Almost everyone has an opinion on sugar these days. You should or should consume it and how much. Parents spend a large part of their equity with children trying to get them to skip sweet things. Therefore, substitutes of sugar or sugar that may even have some benefits can quickly become the rage. Trehalose is sugar, which on the surface appears to have therapeutic value by regulating protein unfolding. It is found in chewing gum frozen foods and ration packs.

Trehalose is an interesting sugar substitute as it is significantly less sweet than traditional sugar. It is used as a preservative as it inhibits the degradation of protein, carbohydrates, and fat. Nutritionally it is equal to glucose because once ingested; it is rapidly broken into glucose. So much so that scientists question the therapeutic value as it is converted into glucose much too quickly preventing the trehalose in its original form from entering your cells. Therefore, the only way to benefit from it seems to be an oral application such as in the use of eye drops. Trehalose was historically expensive to make, but about two decades ago, a Japanese company developed an inexpensive process to extract this form of sugar from starch and enabled mass production.

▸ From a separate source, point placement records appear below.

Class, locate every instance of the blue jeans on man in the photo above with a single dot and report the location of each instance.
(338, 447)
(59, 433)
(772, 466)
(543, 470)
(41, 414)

In studies conducted this form of sugar was shown to inhibit insulin production and the formation of triglycerides. In another study, it was revealed to increase autophagy, the consumption of your dead cells by your body which reduces the risk of autoimmune diseases and cancer. Another positive impact of the sugar is to decrease the incidence of misfolded protein commonly found in people who have Parkinson’s or Huntington’s Disease.

As someone who has pretty much given up consuming sugar in all forms, with the rare exception of some sugar in my dark chocolate, I am wary of consuming sugar no matter what the professed virtues. Unless of course, it is medication.


Ritesh is a born again health enthusiast and holds a Certificate in Physiology from Harvard Medical School and a Certificate in Nutrition from Tufts University.